Large language models (LLM) must handle increasingly long sequences, but present methods must either be faster or more relaxed to go beyond a certain length. To help overcome this barrier, Microsoft has introduced LongNet, a new type of Transformer that can handle sequences of more than one billion tokens without sacrificing speed on shorter ones.

Microsoft LongNet

Microsoft LongNet is a novel AI transformer model version proposed by the corporation in a paper. Transformer neural networks can process sequential data like speech and spoken language. LLM, such as OpenAi's GPT-4, Meta's LLaMA, and Google's PaLM 2, are built on a transformer model trained on large amounts of text data.

In recent years, scaling neural networks has become popular. Several powerful deep networks are generated, increasing the depth for exponential expressivity. Then, the hidden dimension is effectively extended using sparse MoE models and model parallelism approaches. The sequence length should be as long as possible as the neural network's final atomic dimension. When the sequence length constraint is lifted, there are various advantages. For starters, it provides models with a large memory and receptive area, allowing them to connect with people and their surroundings. Second, longer contexts contain more sophisticated causal chains and thinking processes, which models may use to train.

On the other hand, short dependency has more erroneous correlations, which is terrible for generalization. Third, it enables the exploration of the limitations of in-context learning, representing a paradigm shift for many-shot education because a very extended context may reduce catastrophic forgetting in the models. The fundamental challenge in increasing sequence length is achieving the optimal balance of computational complexity and model expressivity. 

RNN-style models

The primary purpose of RNN-style models is to increase length. Parallelization during training, critical in long-sequence modelling, is nonetheless bound by its sequential nature. Sequence modelling has recently gained popularity in state space models. During training, it may act as a CNN and transition to an effective RNN during testing. They excel at long-range benchmarks but struggle at shorter lengths. They fall short of the standard set by Transformers. 

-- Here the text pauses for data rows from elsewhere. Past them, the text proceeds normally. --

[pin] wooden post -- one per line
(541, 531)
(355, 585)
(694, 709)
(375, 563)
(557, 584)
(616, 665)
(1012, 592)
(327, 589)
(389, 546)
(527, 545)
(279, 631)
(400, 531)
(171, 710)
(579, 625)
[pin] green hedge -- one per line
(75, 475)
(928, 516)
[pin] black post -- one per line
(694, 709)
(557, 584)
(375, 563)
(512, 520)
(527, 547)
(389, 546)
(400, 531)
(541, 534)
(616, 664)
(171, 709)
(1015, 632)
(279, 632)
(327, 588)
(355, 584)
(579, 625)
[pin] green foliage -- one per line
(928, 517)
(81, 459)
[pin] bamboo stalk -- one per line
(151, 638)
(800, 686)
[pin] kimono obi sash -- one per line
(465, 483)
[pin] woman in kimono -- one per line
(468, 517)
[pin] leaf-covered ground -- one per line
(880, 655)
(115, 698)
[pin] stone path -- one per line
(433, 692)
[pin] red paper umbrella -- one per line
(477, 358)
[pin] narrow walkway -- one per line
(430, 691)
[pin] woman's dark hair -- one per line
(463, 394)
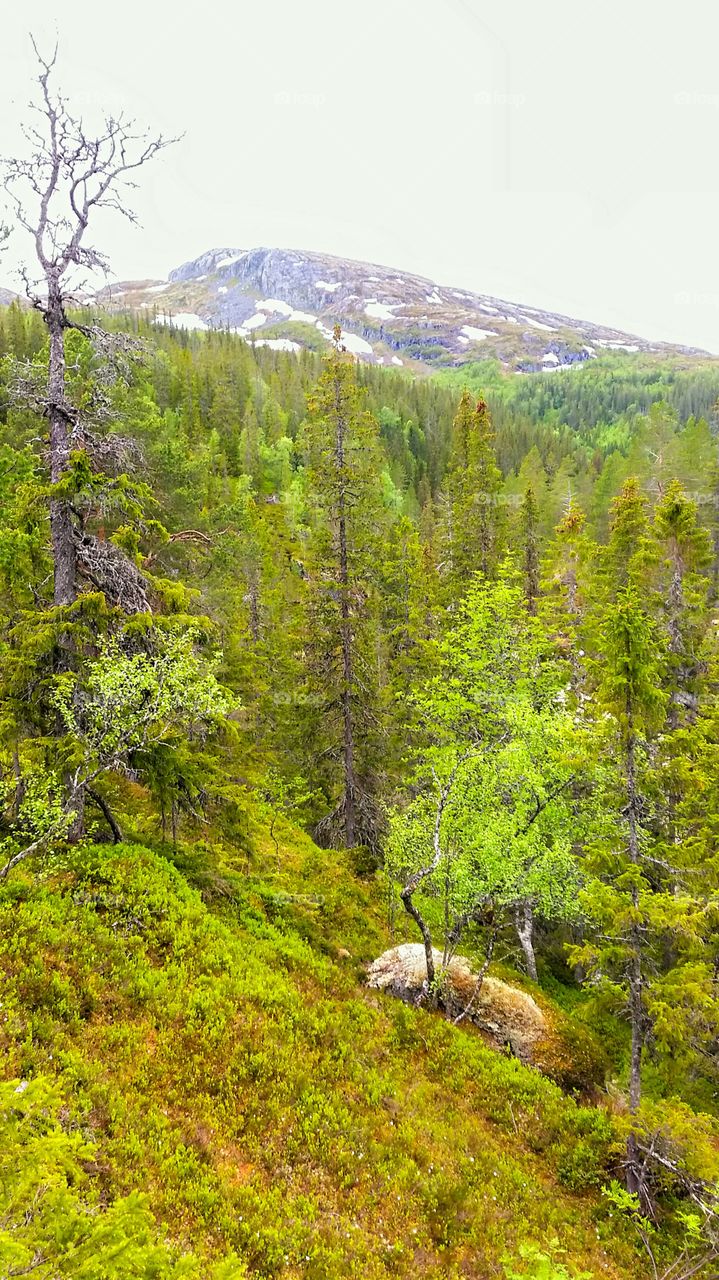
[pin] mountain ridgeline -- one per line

It is due primarily to the model's expressivity. Scaling the sequence length also involves lowering the difficulty of transformers or the quadratic complexity of self-attention. Implementing sliding windows or convolution modules over the attention is straightforward to make the complexity virtually linear. However, doing so consumes memory for the early tokens, causing one to miss the prompts at the beginning of the series. Sparse attention reduces computation by sparsifying the attention matrix while retaining the ability to recall distant information.

Innovation

Microsoft LongNet's major innovation is dilated attention, which covers more tokens as the distance rises, lowering computation complexity and token reliance.

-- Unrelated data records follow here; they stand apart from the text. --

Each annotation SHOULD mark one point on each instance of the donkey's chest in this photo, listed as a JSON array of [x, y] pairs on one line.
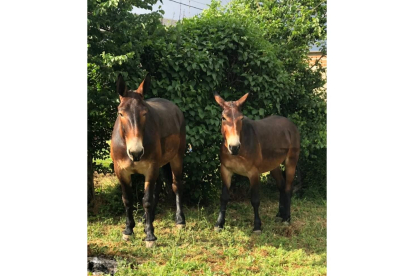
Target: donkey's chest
[[237, 164]]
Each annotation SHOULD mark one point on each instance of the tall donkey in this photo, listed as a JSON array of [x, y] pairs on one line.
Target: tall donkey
[[251, 148], [147, 134]]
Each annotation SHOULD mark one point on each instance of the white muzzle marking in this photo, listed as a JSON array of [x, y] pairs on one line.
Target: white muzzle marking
[[134, 145]]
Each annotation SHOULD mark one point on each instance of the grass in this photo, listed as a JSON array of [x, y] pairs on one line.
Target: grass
[[298, 249]]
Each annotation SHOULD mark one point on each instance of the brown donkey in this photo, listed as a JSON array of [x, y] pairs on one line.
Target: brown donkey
[[147, 134], [251, 148]]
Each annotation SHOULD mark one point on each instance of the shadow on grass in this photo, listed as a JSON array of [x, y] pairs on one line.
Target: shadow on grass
[[307, 231]]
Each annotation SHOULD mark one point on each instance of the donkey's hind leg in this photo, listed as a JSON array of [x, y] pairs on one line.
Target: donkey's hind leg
[[280, 182], [178, 186], [286, 190]]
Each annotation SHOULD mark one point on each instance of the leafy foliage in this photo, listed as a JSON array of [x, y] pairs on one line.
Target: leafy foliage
[[247, 46], [230, 50]]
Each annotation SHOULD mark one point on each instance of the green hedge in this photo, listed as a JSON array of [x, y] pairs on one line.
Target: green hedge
[[247, 46]]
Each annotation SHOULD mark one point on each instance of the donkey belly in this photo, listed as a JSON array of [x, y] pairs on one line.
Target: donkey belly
[[169, 148], [271, 159]]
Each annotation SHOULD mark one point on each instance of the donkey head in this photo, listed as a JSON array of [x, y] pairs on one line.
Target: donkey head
[[132, 113], [231, 122]]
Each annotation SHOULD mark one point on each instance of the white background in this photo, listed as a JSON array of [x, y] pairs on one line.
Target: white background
[[43, 112]]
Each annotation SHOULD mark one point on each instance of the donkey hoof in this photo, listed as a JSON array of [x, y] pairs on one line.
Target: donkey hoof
[[180, 226], [126, 237], [150, 244], [217, 229]]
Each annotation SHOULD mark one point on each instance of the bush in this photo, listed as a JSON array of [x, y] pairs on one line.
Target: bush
[[230, 51], [251, 46]]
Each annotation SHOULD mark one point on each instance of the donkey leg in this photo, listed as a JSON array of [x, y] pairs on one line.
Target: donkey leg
[[255, 200], [127, 198], [280, 182], [148, 204], [286, 194], [158, 184], [178, 186], [224, 198]]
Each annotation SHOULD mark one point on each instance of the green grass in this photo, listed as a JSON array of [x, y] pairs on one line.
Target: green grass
[[298, 249]]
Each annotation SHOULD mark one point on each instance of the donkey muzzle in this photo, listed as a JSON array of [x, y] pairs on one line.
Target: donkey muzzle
[[234, 150], [136, 155]]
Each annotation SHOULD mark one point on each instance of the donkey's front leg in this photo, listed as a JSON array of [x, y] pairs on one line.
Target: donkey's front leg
[[148, 204], [225, 196], [126, 187], [255, 200]]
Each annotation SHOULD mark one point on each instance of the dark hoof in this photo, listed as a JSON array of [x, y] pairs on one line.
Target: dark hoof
[[126, 237], [278, 219], [180, 226], [150, 244], [218, 229]]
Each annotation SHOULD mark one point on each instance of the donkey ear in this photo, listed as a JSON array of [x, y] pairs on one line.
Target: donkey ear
[[242, 99], [219, 99], [121, 86], [145, 85]]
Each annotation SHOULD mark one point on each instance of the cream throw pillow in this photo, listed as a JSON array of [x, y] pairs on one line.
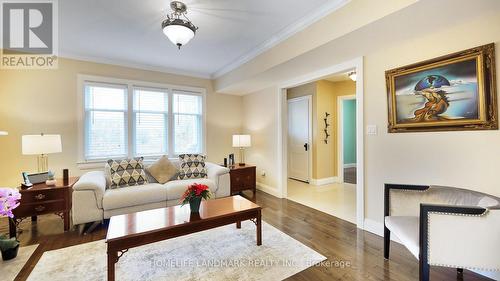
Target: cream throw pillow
[[162, 170]]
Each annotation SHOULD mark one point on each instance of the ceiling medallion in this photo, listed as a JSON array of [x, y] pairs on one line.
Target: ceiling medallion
[[177, 27]]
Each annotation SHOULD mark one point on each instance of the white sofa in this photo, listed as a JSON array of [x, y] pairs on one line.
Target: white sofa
[[93, 202]]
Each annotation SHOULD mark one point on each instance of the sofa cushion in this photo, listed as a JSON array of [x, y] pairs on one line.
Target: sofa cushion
[[162, 170], [176, 188], [192, 166], [405, 228], [126, 172], [134, 195]]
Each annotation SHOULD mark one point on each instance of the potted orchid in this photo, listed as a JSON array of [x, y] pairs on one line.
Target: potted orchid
[[193, 195], [9, 200]]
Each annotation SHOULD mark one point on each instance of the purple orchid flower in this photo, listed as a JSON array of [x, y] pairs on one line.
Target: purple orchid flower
[[9, 200]]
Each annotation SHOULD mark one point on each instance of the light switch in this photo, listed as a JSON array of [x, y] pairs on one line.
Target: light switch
[[371, 130]]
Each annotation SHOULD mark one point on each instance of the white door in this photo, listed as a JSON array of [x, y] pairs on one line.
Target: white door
[[299, 135]]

According to the research article, LongNet can perform well on both long-sequence modelling and general language problems, and it can be easily incorporated with existing Transformer-based optimization techniques. LongNet's possible uses for modelling exceedingly long sequences, such as using a whole corpus or perhaps the entire Internet, are also discussed in the study.

Benefits

LongNet has various advantages:

  • It features a rapid computation speed and a low token reliance.
  • For particularly long sequences, it can be used as a distributed trainer.
  • Its dilated focus is simple to incorporate into any existing Transformer-based optimization.

Conclusion

LongNet is still in the research phase, and Shapiro estimates we will see its capabilities in at least a year. Nonetheless, with the rapid progress of AI, a massively powerful intelligence may be closer than many experts previously imagined. Some predict that constructing a superintelligence will take at least 20 years, while others say humanity will never achieve it.